The advantages are immediately obvious. Output rendering would become a reusable module and without it the application would still output W3C-compliant XML code (if you did everything right, that is).

And again, this is just one possibility to use the callback function. Together with regular expressions or applications like Tidy you could ensure that the output of dynamic data is valid. This could be useful for all people who use variables to pass html-content into XSL templates.

Comments

  • Wow, that was quick! I’ll be seriously considering using this next time I have to tangle with template engines. Any idea what the processing overhead is for this?

    by Mike Stenhouse on July 24 2005, 18:08 - #

  • There are some rants that ob_start and ob_flush increase the performance. Also since you just transform the output buffer, so that’s one single transformation, there is not much overhead added by the XSLT stuff.

    by Pascal Opitz on July 25 2005, 01:28 - #

  • Oh, and if anyone wants to see a real-world use for this technique, go have a read through Mike Davidson’s great article on Making Your Site Mobile Friendly.

    by Mike Stenhouse on July 25 2005, 17:02 - #

  • Setting –

    ob_implicit_flush(true);

    Will automatically flush any echo you do in that script.

    Be aware there are lots of well documented bugs with browsers and flush – You sometimes have to pad the first echo with some blank data so that it forces the browser to display.

    http://uk2.php.net/flush

    by sermad on September 16 2005, 05:29 - #

  • I thanks sincerelly the author for this article. I was trying to find a way to get an output while running a “cruise” function for this class : http://www.contentwithstyle.co.uk/

    The goal is to provide an HTML interface while using class to be able to talk to with the JABBER’s protocol…

    by Toucouleur on February 12 2006, 14:25 - #

  • Just wanted to fill you in on how I’ve been using the output buffer. After building a massive MVC app in PHP5, this technique made me realise that the Controller part of MVC can rightfully be left to Apache. I have a simple abstract class that contains the XSL functionality you describe above, and, depending on the content of the Accept-Type header, selects an XSL to transform the content of the output buffer into a format acceptable to the user.

    That is, the method called by the output buffer is the View layer, Model is model (as normal), but the controller part is simply Apache doing what it normally does best. None of this silly single point of access nonsense!

    So, for example, a request to ben.com/res/products.php with an Accept-Type of “text/html” renders the output as HTML! I have even taken this a step further and used it to include images (using the Accept-Type to select the most appropriate output type), convert model data to XML, which is then XSL to SVG, which is then run through ImageMagick Convert.

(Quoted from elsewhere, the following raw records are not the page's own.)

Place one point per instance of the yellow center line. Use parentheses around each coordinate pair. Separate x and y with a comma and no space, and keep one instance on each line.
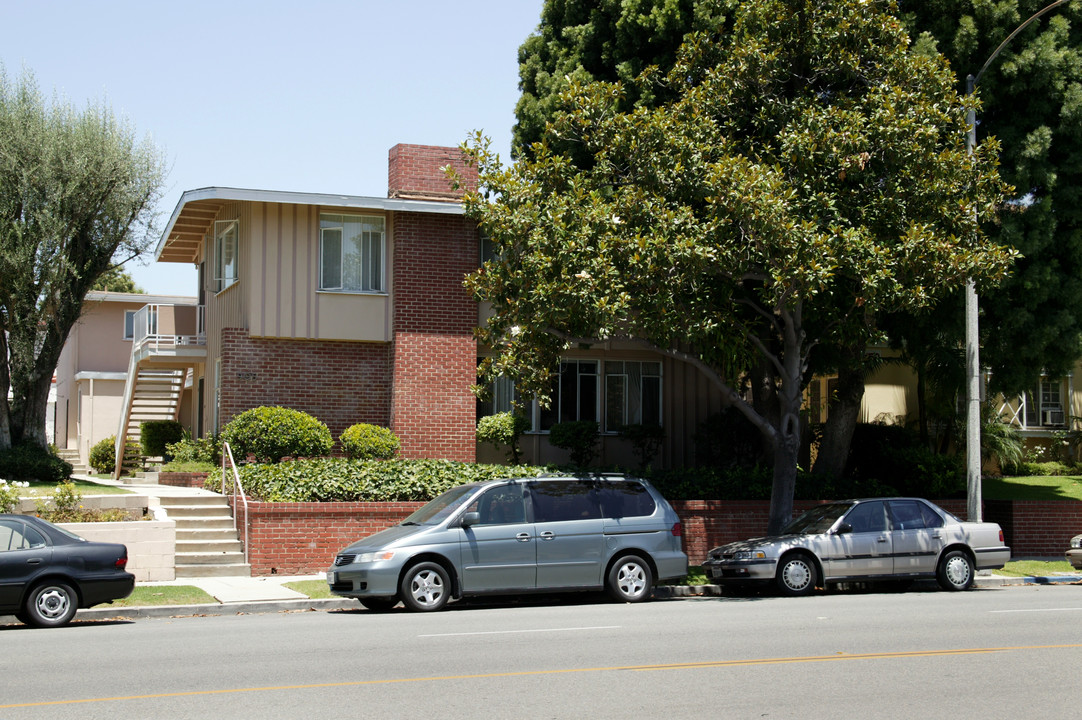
(672,666)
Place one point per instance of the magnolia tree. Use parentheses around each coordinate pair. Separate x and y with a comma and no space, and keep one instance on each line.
(807,173)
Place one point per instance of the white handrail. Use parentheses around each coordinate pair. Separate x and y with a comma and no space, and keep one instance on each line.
(227,453)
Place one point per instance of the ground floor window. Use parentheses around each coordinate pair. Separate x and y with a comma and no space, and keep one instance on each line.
(629,391)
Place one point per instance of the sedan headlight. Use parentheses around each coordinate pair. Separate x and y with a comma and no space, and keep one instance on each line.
(374,557)
(749,554)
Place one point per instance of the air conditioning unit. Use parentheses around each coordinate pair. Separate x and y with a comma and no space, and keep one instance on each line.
(1052,417)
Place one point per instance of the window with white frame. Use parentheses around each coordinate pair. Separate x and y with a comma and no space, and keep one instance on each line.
(226,253)
(130,324)
(576,395)
(1044,404)
(632,394)
(352,250)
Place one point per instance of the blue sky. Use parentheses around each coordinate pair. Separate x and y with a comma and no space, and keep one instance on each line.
(305,96)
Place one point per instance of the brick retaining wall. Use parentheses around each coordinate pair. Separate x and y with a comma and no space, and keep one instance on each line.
(298,538)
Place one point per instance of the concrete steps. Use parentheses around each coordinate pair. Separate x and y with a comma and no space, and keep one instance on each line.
(207,544)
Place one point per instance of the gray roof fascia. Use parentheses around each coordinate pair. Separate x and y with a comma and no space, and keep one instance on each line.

    Apache should be the Controller.

    P.S. Love this article! More please!

    by Ben Davies on June 19 2006, 11:46 - #

  • @ Ben: Great idea … like that you always present exactly what is needed on the client, right?
    Thanks for the props btw, but right now my head is spinning with other things and I have no time at all to write anything. But I’ll be back on track soon if I can come up with anything smart enough :)

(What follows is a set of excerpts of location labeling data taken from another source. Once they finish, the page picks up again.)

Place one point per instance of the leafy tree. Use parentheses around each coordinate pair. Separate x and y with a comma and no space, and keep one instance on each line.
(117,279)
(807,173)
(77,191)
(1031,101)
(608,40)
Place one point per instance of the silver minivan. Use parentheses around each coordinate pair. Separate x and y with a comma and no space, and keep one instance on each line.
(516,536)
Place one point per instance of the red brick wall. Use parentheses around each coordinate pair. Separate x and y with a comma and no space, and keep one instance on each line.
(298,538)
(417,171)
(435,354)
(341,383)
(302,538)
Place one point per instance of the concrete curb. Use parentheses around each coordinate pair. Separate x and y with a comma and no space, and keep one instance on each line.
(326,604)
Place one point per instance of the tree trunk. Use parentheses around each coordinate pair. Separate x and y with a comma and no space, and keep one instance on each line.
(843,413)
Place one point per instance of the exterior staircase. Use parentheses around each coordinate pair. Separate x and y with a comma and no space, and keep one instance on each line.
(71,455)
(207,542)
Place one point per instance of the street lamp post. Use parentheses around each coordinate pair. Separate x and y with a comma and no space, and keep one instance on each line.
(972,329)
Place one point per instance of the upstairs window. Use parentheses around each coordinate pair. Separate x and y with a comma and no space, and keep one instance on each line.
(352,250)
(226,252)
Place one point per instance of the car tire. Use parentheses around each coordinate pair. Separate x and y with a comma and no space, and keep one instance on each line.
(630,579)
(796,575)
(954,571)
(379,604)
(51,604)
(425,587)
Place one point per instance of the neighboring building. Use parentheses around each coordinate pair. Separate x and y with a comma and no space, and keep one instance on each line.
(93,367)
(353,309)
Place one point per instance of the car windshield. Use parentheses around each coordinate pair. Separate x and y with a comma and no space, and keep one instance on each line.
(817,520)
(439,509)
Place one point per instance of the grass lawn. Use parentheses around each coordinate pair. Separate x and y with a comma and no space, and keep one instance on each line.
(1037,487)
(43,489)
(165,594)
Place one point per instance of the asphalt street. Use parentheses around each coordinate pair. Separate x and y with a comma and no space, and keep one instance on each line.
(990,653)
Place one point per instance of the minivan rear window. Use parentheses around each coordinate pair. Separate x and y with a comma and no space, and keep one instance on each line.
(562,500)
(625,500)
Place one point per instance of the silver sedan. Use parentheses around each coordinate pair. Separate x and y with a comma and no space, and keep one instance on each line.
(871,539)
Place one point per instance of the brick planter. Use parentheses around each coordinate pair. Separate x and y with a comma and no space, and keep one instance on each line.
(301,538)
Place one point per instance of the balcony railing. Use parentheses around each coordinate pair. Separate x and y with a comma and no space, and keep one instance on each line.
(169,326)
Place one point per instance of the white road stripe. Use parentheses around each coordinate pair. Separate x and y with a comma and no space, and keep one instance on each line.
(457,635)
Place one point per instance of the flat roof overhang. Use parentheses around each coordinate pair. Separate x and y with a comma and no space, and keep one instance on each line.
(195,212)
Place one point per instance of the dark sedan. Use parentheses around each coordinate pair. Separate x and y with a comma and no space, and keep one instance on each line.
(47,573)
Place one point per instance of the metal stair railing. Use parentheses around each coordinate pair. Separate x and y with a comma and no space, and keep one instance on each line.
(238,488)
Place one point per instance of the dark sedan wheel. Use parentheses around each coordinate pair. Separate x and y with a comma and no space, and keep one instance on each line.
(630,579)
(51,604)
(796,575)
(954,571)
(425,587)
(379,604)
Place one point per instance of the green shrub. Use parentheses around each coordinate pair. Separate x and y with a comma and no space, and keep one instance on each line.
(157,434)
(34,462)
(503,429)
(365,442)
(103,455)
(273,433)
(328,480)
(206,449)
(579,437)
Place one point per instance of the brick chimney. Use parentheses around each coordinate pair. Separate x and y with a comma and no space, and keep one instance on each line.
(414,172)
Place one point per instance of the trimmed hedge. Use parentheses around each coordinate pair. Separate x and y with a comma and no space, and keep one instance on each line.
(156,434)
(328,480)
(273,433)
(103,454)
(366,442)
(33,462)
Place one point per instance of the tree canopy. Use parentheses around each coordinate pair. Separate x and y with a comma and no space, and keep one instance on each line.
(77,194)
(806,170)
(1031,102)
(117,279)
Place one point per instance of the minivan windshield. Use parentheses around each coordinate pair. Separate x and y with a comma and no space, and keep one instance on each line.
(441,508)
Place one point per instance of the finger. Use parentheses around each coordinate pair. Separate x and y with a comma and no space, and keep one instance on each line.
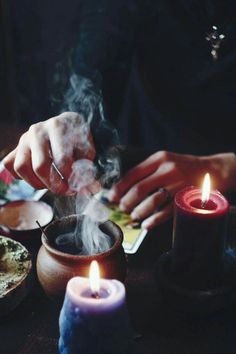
(154,202)
(8,163)
(158,218)
(61,148)
(141,190)
(136,174)
(24,169)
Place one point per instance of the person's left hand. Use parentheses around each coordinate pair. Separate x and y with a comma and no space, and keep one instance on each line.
(147,190)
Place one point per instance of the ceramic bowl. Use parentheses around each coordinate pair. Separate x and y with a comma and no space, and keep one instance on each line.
(18,220)
(15,274)
(55,268)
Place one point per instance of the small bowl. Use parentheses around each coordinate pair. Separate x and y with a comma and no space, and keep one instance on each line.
(55,268)
(18,220)
(15,274)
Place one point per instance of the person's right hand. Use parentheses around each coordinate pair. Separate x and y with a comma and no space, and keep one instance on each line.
(62,139)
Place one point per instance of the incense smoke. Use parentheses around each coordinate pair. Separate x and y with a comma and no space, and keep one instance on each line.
(86,176)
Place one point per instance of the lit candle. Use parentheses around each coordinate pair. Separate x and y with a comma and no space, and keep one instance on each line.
(199,231)
(94,317)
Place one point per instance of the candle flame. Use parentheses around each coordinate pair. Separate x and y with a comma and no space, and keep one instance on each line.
(206,188)
(94,277)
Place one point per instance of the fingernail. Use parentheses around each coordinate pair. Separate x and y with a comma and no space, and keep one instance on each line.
(145,225)
(112,196)
(122,207)
(134,216)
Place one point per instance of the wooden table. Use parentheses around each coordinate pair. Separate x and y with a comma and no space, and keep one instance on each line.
(33,327)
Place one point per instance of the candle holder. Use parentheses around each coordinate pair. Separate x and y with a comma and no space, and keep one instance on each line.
(55,267)
(196,276)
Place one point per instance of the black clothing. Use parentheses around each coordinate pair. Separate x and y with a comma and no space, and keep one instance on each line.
(193,98)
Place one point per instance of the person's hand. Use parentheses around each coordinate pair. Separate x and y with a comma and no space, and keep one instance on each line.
(148,189)
(62,139)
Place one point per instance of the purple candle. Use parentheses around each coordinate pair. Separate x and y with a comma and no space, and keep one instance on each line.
(200,222)
(94,317)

    by Pascal Opitz on June 19 2006, 18:21 - #

  • Exactly. The Action is Type Agnostic, and frees the details of the Action from the View, always ensuring that the client recieves the response in a manner that they can accept and view.

    Great for things like tables of data: request as HTML, get a HTML file with a table of data, or request a PNG and get a nice PNG graph of the same data. The exact same code is called to collect and process the data for both calls.

    Seriously, seperating the View layer using the output buffer is really really inspired! Dude, I’m suprised no one else has thought of this, it reall does give you a nice clean seperation.

    Looking forward to more :)

    by Ben Davies on June 20 2006, 06:33 - #

  • That is, the method called by the output buffer is the View layer, Model is model (as normal), but the controller part is simply Apache doing what it normally does best. None of this silly single point of access nonsense!